Saturday, 26 June 2021

'A Letter of Explanation to the One I Left Sleeping Alone, Open-Mouthed and Cold, in a Tent on the Tepid Shore of Deer Lake' by Lindy Biller

We’d been out fishing all day and remembering all the times we’d gone fishing before, you looking out at the water like it had lottery numbers written on it, me digging my hook into the writhing bodies of earthworms, gritting my teeth against how much I didn't want to be doing it.
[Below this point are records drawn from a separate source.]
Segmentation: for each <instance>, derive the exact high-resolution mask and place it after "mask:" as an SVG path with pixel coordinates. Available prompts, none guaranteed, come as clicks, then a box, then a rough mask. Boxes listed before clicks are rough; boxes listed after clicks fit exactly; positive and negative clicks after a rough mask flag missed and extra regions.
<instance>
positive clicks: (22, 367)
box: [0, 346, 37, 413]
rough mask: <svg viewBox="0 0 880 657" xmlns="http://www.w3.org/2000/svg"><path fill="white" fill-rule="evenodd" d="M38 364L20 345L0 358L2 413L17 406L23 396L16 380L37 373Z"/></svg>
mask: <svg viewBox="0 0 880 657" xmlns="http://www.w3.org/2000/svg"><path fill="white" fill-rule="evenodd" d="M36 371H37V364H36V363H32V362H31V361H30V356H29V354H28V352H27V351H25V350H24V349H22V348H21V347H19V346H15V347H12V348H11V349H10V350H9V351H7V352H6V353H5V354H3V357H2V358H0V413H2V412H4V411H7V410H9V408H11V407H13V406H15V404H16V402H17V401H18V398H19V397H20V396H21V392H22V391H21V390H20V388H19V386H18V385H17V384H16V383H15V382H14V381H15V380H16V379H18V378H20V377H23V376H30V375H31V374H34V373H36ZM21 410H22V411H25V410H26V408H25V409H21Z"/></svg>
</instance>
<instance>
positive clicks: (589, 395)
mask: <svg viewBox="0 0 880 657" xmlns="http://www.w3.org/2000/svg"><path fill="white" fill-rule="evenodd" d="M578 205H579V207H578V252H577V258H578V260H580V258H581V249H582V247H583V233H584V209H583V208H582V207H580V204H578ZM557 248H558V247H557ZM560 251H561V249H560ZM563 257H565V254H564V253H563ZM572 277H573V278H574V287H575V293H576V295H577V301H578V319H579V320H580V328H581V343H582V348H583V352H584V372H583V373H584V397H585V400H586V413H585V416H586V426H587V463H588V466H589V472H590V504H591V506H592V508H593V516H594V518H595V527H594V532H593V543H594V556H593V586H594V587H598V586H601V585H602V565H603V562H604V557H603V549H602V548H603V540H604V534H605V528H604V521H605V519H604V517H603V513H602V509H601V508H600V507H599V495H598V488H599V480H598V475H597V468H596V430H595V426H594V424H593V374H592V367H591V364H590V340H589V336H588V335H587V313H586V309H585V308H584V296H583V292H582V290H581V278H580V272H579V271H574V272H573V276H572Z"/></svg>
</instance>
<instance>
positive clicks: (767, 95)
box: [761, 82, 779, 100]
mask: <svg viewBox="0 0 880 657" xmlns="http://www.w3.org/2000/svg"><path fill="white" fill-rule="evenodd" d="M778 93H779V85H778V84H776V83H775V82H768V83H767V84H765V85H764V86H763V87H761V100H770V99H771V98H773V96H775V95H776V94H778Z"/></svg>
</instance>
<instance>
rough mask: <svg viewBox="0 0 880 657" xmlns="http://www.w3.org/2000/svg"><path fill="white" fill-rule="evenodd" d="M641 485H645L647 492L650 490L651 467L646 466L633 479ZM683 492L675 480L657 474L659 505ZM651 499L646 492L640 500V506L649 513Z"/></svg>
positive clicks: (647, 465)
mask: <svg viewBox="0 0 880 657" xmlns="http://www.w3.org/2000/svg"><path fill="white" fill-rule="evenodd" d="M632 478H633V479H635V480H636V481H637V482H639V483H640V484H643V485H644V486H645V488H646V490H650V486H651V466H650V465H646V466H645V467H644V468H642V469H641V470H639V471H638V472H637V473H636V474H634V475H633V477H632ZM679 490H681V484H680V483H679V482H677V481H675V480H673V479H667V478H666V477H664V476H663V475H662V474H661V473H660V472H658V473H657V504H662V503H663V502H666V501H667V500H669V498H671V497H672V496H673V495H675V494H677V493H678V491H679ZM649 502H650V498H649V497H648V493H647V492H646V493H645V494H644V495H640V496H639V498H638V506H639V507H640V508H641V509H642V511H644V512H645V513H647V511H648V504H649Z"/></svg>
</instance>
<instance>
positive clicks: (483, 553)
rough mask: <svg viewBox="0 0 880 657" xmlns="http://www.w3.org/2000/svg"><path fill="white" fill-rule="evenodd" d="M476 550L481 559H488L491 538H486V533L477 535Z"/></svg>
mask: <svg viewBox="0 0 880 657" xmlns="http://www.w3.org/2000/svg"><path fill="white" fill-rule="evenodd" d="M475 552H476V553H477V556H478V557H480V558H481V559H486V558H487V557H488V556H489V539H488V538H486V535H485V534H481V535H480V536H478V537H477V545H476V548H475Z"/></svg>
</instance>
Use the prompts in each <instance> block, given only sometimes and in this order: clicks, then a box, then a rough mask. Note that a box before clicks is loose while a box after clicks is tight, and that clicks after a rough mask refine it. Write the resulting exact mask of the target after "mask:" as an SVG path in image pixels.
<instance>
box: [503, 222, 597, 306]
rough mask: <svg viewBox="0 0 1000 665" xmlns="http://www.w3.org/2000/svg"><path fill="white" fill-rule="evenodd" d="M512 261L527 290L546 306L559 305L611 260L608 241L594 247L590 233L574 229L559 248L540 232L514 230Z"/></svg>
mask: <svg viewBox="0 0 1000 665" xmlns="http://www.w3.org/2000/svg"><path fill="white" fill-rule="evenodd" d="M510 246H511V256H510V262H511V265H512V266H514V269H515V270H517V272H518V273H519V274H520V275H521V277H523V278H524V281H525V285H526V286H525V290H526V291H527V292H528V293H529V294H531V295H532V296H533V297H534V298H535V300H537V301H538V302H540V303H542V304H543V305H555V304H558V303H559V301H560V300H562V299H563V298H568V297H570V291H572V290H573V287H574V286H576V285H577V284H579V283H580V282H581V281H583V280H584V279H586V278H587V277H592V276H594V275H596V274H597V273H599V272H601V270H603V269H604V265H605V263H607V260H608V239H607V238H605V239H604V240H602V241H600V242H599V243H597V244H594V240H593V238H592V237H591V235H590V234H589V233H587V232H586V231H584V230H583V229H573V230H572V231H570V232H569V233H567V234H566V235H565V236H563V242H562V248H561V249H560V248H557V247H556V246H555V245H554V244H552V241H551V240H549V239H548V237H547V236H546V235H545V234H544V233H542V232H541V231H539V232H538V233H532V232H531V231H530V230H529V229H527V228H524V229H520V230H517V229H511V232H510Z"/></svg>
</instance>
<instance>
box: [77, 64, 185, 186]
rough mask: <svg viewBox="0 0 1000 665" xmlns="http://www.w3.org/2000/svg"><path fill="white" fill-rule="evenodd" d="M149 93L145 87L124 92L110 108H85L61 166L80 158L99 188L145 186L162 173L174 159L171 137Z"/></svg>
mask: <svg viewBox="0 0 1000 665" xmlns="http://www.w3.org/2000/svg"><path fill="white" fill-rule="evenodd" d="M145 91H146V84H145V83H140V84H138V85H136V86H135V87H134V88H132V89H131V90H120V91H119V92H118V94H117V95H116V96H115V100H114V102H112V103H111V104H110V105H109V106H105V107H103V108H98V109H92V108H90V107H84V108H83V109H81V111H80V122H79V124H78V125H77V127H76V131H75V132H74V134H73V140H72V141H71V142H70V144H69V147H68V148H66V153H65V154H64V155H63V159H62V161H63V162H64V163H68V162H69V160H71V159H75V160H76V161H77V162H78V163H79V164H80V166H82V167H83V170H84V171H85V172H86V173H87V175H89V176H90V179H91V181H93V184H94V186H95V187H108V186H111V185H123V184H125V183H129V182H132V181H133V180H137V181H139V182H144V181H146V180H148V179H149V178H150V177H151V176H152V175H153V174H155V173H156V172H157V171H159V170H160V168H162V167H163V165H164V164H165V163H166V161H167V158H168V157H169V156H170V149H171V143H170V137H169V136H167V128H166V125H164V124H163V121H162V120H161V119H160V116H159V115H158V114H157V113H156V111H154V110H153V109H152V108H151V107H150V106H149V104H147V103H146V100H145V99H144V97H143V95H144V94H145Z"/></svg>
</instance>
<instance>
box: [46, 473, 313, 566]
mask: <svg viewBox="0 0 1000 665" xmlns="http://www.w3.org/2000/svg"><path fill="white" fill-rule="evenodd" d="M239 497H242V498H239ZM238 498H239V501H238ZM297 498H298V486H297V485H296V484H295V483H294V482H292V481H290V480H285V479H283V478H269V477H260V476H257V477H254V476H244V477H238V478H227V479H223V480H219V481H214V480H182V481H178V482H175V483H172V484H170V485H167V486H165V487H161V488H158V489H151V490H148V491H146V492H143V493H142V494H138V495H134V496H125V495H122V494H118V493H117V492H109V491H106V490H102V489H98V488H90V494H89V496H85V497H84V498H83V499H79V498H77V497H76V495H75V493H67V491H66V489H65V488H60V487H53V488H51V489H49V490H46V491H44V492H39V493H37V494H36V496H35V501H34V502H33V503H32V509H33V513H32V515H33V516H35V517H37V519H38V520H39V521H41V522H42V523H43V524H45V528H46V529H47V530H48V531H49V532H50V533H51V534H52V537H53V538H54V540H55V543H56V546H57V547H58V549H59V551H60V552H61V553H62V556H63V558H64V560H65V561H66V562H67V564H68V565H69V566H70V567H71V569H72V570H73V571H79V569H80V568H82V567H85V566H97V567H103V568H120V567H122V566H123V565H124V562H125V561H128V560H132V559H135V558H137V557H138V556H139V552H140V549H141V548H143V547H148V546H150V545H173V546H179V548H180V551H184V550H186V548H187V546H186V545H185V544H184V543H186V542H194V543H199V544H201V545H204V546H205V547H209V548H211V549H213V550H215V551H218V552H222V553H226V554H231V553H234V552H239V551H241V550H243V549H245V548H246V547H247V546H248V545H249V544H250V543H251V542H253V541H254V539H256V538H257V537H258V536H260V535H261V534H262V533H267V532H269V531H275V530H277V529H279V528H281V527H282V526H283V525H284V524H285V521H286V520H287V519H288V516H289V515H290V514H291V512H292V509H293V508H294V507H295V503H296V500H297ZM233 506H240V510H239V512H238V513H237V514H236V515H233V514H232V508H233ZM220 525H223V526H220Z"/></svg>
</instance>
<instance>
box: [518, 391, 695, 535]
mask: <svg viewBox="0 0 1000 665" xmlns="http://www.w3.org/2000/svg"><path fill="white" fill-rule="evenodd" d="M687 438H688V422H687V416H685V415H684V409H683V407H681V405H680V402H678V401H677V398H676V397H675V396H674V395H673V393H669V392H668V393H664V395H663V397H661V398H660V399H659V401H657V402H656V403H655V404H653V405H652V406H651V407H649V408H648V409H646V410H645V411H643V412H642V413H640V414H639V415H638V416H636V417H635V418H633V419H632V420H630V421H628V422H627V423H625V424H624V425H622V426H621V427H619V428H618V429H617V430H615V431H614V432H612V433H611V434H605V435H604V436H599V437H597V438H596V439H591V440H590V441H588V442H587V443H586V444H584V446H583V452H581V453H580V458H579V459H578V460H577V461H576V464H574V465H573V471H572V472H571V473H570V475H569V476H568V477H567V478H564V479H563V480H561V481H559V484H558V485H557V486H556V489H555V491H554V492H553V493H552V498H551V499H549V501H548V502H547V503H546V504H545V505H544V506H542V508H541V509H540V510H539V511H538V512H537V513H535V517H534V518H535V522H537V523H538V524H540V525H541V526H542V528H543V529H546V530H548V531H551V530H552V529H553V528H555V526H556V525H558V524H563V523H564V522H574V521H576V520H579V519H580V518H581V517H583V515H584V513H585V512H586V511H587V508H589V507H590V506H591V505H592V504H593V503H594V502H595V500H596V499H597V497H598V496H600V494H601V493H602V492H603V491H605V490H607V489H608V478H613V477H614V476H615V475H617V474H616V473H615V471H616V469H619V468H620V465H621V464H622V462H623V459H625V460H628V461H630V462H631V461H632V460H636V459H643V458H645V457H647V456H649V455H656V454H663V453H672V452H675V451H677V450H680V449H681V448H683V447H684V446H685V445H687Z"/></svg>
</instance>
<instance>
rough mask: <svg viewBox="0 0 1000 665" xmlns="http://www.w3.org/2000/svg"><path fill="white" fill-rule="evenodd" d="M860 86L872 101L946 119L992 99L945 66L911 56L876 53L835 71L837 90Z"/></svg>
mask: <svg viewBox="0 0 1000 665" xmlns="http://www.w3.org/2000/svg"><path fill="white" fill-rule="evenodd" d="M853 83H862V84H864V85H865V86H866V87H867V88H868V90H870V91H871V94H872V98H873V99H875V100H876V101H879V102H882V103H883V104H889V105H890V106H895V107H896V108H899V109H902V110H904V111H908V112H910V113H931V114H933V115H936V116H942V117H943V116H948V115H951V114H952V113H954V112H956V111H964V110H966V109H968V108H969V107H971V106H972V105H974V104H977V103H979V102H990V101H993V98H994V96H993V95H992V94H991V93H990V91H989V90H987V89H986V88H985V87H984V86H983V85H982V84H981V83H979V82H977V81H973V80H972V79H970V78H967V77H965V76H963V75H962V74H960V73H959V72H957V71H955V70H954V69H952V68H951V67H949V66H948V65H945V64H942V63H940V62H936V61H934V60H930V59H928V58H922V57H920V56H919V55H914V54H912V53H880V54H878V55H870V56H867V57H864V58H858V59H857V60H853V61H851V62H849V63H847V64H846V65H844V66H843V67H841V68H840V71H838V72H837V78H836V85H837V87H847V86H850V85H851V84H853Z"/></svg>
The first time, when we fished by the dam in town, I made a sweet little fuss, told you I’d never baited my own line before. We both knew how the morning would end, but first, the pretense. The casting and reeling and casting again. The sandwiches and cold beers crammed into your cooler with the nightcrawlers, a picnicking style that, at the time, didn’t bother me. “You’ll lose your bait if you use the whole worm,” you told me, grinning, “you want to split them in half with your fingernail.” But my nails were bitten short, so I had to press my soft fingertips into the worm’s soft body and find out which of us was softer. This time, when I reeled in a 28-inch pike, thrashing and glistening, you laughed, said it was a keeper, hot damn was it a keeper. You scooped up lakewater in the grimy white bucket still crusted with lake scum and old scales. I’d already seen you take apart a fish a hundred times: the deep slit behind the head, another in front of the dorsal fin, the slippery chunks of meat peeled away. While you tended the campfire, I sank into a folding chair and avoided those dead glass eyes. The worst thing about fish is how they still have all that muscle, tight and rippling beneath the scales, how they still feel so alive as you flop them down on the board and cut them open.